¨If we can´t speak, why live?¨, an Afghan woman named Shebana responds to the Taliban ban preventing women from speaking out in public. Since the Taliban took over Afghanistan, Afghan women have been systemically stripped of their rights. Shebana and many other teenage girls in Afghanistan should have graduated high school by now. Yet, formal education for girls has been banned for 3 years now. Following this, a new Taliban law was put into place: the ban on women´s voices in public. Under the Taliban´s control, women are denied their basic rights to freedom of expression, work, liberty, and education. This crisis is not discussed enough.
The Taliban´s Propagation of Virtue and Prevention of Vice Ministry has abused its power, by enforcing a strict and harmful code of conduct that citizens must abide by. From the loss of their freedom of movement, forced marriages, and strict dress codes that enforce the coverage of women from head to toe to not having protection from violence. These laws blatantly disregard women´s rights.
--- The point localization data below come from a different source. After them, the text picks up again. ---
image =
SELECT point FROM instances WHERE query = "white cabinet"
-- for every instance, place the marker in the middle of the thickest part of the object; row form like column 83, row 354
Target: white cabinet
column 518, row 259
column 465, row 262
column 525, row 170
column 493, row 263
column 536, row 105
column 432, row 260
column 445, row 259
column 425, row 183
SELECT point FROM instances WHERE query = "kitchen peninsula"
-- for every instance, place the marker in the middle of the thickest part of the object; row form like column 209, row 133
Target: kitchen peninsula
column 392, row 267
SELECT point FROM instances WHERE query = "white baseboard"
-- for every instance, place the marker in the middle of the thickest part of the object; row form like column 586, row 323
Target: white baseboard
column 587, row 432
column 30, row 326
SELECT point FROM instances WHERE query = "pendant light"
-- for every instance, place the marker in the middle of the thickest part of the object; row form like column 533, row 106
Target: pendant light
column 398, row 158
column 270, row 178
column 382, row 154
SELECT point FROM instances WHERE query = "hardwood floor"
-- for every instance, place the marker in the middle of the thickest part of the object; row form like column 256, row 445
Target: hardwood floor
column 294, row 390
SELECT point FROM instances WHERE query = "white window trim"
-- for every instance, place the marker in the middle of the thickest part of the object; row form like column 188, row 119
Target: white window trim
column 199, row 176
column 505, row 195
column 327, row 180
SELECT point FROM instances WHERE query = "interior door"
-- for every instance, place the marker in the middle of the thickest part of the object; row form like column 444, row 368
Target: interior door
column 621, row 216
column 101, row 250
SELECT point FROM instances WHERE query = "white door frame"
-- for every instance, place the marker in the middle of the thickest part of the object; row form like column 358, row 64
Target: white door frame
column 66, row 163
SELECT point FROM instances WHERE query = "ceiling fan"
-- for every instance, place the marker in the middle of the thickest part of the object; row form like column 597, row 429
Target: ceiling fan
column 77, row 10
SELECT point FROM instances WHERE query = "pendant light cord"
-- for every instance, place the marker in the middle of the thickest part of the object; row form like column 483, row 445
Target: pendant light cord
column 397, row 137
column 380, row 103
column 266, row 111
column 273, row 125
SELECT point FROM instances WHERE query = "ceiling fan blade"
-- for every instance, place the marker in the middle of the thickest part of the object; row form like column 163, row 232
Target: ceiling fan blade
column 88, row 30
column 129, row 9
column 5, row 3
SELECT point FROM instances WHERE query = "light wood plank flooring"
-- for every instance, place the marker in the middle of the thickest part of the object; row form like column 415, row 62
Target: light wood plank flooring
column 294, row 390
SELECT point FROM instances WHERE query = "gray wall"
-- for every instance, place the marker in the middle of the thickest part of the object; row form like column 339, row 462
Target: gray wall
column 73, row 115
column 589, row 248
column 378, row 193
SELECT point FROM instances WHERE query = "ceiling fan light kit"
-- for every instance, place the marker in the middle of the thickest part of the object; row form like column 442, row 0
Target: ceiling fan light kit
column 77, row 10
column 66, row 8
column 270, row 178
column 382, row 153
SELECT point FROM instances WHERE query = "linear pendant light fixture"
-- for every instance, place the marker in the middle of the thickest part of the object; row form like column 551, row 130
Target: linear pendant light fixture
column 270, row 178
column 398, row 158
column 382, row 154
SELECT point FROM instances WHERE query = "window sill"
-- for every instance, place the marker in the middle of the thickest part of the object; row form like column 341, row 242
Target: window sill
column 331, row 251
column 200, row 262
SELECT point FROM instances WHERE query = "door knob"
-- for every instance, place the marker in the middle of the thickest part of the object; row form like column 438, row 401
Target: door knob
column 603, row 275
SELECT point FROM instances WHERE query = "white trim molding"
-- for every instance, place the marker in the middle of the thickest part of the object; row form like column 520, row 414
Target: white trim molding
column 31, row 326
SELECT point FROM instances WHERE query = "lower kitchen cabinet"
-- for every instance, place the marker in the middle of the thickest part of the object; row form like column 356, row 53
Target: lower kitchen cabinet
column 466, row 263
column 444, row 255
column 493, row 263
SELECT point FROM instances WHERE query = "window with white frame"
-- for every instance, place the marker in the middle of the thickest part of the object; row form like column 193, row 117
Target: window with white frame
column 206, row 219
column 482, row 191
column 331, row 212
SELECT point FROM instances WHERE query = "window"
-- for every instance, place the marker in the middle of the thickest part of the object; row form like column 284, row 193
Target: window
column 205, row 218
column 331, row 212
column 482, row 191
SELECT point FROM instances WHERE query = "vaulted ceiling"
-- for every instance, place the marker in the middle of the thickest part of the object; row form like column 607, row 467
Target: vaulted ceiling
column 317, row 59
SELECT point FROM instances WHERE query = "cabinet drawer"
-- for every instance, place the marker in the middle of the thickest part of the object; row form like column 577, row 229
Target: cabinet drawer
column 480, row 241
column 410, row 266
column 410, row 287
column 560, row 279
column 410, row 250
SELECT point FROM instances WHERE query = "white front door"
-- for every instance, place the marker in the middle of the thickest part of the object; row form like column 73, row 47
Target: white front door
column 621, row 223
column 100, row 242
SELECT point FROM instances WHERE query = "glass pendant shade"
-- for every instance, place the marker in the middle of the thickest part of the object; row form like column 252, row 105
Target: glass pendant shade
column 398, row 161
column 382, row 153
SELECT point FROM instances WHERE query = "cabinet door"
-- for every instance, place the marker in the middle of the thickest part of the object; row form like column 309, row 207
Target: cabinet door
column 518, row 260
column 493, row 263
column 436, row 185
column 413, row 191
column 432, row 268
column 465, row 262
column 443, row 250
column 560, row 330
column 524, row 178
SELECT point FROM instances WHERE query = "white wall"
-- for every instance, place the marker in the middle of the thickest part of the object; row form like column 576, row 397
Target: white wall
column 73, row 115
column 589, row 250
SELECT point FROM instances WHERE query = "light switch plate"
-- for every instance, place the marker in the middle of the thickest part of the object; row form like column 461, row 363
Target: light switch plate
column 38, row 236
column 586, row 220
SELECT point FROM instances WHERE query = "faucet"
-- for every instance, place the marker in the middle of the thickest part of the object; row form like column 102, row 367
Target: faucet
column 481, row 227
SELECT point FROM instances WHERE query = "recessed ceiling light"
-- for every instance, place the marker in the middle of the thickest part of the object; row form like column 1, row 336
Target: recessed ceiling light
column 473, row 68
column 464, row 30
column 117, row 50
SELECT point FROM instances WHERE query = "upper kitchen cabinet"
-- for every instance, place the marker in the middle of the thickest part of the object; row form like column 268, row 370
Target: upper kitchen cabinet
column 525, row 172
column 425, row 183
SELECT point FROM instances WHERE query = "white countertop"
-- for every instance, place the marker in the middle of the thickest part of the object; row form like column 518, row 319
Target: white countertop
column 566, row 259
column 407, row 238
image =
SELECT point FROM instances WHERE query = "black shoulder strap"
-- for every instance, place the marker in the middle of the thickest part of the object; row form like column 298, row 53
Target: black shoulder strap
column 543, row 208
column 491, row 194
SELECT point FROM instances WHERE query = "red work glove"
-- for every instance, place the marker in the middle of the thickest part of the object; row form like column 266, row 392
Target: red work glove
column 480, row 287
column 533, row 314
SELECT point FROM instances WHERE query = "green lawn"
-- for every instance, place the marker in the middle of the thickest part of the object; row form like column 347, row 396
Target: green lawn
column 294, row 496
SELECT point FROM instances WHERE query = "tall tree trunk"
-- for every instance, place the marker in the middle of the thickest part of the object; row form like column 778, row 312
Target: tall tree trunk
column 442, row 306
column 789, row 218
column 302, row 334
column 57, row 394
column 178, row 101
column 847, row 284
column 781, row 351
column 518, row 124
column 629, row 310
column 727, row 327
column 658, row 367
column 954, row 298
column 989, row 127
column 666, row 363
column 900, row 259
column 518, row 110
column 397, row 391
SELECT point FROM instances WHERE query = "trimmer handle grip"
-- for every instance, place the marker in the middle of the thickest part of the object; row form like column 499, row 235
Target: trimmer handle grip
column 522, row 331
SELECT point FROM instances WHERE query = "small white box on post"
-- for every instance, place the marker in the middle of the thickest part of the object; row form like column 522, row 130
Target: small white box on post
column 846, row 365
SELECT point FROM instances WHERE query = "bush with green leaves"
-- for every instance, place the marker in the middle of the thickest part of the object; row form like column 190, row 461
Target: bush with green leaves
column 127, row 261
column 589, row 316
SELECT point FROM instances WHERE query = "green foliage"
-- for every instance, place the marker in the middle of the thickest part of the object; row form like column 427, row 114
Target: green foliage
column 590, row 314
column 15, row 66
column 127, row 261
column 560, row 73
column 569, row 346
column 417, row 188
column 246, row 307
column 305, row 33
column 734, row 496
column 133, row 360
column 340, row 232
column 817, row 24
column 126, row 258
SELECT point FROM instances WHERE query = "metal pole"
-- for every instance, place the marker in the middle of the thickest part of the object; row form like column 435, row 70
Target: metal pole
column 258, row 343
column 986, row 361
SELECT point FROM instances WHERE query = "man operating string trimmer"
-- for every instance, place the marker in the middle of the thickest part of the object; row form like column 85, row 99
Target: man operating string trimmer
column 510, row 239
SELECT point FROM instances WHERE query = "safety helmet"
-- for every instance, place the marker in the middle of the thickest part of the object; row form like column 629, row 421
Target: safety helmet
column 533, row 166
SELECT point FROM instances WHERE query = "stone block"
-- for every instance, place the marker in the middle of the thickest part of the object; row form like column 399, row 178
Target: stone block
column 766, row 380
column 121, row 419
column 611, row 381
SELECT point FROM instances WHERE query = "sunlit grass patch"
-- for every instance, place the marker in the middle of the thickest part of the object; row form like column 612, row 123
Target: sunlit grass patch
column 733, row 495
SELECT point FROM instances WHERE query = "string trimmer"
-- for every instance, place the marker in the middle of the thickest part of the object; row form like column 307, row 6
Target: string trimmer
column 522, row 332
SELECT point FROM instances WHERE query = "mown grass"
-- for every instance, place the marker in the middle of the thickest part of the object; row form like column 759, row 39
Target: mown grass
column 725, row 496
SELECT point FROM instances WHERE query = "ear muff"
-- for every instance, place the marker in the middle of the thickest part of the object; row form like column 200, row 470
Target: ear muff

“Inshallah, we assure you that this Islamic law will be of great help in the promotion of virtue and the elimination of vice,” said ministry spokesman Maulvi Abdul Ghafar Farooq, defending the new Taliban laws set in place.
As a result, Afghan women live in constant fear, refraining from speaking or walking in public to avoid the police. They are forced to abide by these oppressive laws–covering themselves in loose burqas that conceal all but their eyes.
As a response to these restrictive laws forbidding Afghan women from using their voices and showing their faces and bodies outside of their homes, Taliban women turned to social media to protest, singing for their freedom– “Let’s become one voice, let’s walk together holding hands and become free of this cruelty”— are the words of their songs. Of course, their names and identities remain hidden. Various news outlets have been able to interview some Afghan women, protecting their identities by using first names only.
More recently reported this Monday at the meeting of the Taliban health ministry, the Taliban has banned Afghan women from taking nursing and midwife courses, posing critical healthcare issues for women.
“In a country like Afghanistan, where people are bound to traditional and cultural practices, women in most parts of the country are not allowed to be checked or treated by a male doctor, Samira Hamidi, an Afghan activist, says. To build on this, according to the United Nations Reproductive Health Agency, Afghanistan requires an increase in 18,000 skilled nurses and midwives to obtain care for Afghan women.”
Uprisings to enforcements like these have been violently put down, resulting in the abuse and torture of protestors in custody, such as Nausheen, an activist who marched on the streets of Kabul demanding her rights. However, Afghan women have found ways to skirt the Taliban´s bans.
Today, Afghan networks of women, as well as the Ideas Beyond Borders organization, are working to defy the Taliban restrictions on women and girls’ education by creating underground schools in Afghanistan to ensure that girls obtain the education they need. Thirsty for education and revolt, little girls were sent with books in grocery bags and dressed in clothes for boys, sent to an underground secret school hidden from the outside world. These basements have become an escape for young girls, where learning environments are fostered in a country that shuns women’s education. These secret basements hold around 30-50 young girls huddled in a tiny room– English, math, and science being their glimmer of hope amid fear. These secret schools need funding, and visiting this organization link will allow you to stand with girls in Afghanistan through donations.
As young girls who understand the value of education and the importance of our rights, we must all support one another.